In terms of molecular mechanisms, our study also confirmed that OMT regulates the miR-27a-3p/PPAR-γ axis, thereby inhibiting PPNL resistance in HemSCs via modifying m6A through the down-regulation of METTL3 expression. Among them, m6A denotes the methylation modification on the sixth nitrogen atom of adenine, which can regulate the generation of non-coding RNAs, including miRNA, and can be catalyzed via several m6A methyltransferases (METTL3, METTL14, WTAP, and KIAA1429) [
31]. Therefore, m6A can also be extensively involved in the pathological process of tumors via mediating miRNA expression [
32]. These are key proteins involved in RNA m6A methylation.

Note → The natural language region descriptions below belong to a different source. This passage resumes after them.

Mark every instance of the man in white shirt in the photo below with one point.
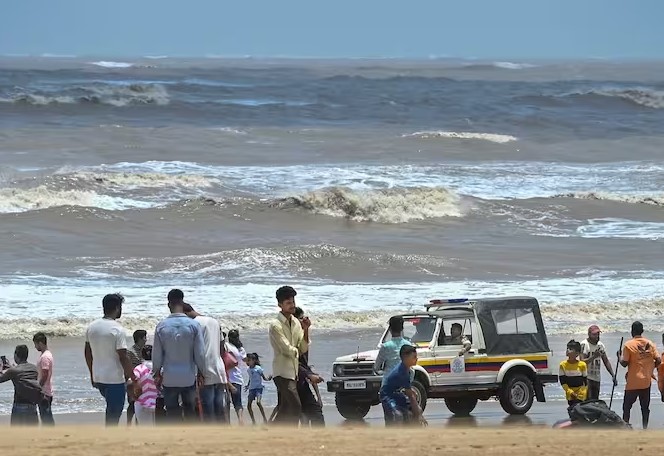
(214, 391)
(107, 359)
(592, 350)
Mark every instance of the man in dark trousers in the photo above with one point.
(312, 408)
(27, 391)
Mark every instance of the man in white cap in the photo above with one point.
(592, 350)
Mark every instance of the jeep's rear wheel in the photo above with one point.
(461, 406)
(420, 393)
(350, 408)
(517, 394)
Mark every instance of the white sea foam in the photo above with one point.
(111, 64)
(568, 305)
(394, 205)
(491, 137)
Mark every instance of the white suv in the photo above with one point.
(509, 358)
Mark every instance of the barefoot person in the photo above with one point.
(107, 359)
(235, 378)
(27, 391)
(136, 359)
(255, 386)
(45, 368)
(214, 392)
(592, 351)
(640, 357)
(289, 339)
(178, 353)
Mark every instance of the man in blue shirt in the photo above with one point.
(388, 355)
(396, 394)
(178, 355)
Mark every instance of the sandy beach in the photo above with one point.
(74, 441)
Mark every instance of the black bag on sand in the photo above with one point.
(595, 413)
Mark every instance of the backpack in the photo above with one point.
(595, 413)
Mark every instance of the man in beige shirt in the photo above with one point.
(289, 339)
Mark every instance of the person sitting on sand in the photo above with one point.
(255, 385)
(573, 375)
(145, 403)
(396, 394)
(388, 355)
(27, 391)
(640, 357)
(592, 351)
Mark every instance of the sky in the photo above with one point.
(485, 29)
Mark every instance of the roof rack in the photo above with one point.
(445, 302)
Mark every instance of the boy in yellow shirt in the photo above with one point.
(573, 375)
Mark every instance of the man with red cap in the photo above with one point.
(592, 350)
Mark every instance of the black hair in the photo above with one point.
(234, 338)
(175, 295)
(396, 324)
(637, 328)
(140, 334)
(21, 352)
(146, 352)
(40, 337)
(285, 293)
(574, 345)
(112, 302)
(407, 350)
(255, 358)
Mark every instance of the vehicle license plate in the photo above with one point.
(355, 384)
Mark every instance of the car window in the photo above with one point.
(445, 335)
(419, 330)
(514, 321)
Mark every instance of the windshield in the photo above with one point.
(419, 330)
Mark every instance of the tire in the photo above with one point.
(517, 394)
(350, 408)
(421, 393)
(461, 406)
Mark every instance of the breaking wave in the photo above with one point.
(14, 200)
(128, 181)
(642, 96)
(107, 64)
(567, 318)
(492, 137)
(112, 95)
(394, 205)
(653, 200)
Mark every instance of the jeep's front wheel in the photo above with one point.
(350, 408)
(460, 406)
(517, 394)
(420, 393)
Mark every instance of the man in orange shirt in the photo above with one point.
(640, 357)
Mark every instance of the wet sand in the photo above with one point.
(72, 441)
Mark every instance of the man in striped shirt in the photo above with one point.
(574, 375)
(146, 402)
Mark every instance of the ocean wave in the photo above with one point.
(13, 200)
(613, 317)
(653, 200)
(641, 96)
(102, 94)
(394, 205)
(492, 137)
(129, 181)
(111, 64)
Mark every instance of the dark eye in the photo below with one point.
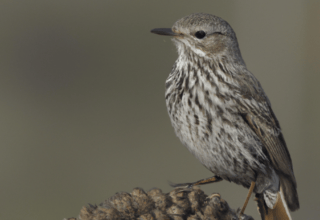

METTL3 and METTL14 constitute the core of the m6A methylation complex responsible for adding methyl groups to RNA molecules. WTAP serves as an auxiliary factor in this complex, and KIAA1429, also known as VIRMA, plays a significant role in RNA methylation. For example, METTL3 can enhance the expression level of miR-1246 via facilitating the maturation of pri-miR-1246 and, finally, induce malignant metastasis of colon cancer [
33]. Our in vivo results suggest that OMT regulates the miR-27a-3p/PPAR-γ axis and promotes apoptosis in vivo via increasing the expression of pro-apoptotic proteins to inhibit PPNL resistance, which ultimately leads to the inhibition of IH tumor growth. The novelty of this study is that OMT’s anti-IH protective mechanism was confirmed from the aspects of cell function, adipose differentiation, PPNL resistance, and in vivo studies, which are related to the regulation of METTL3 expression of m6A and the miR-27a-3p/PPAR-γ axis. However, there is room for improvement in future studies. Firstly, we can increase the analysis of miR-27a-3p upstream of long non-coding RNA to supplement the molecular regulatory network further. Secondly, we can also look for molecular pathways related to OMT and analyze whether it has regulatory effects on certain molecular pathways. Finally, we can also explore the effect of OMT on angiogenesis. We will gradually improve the research in relation to the above points.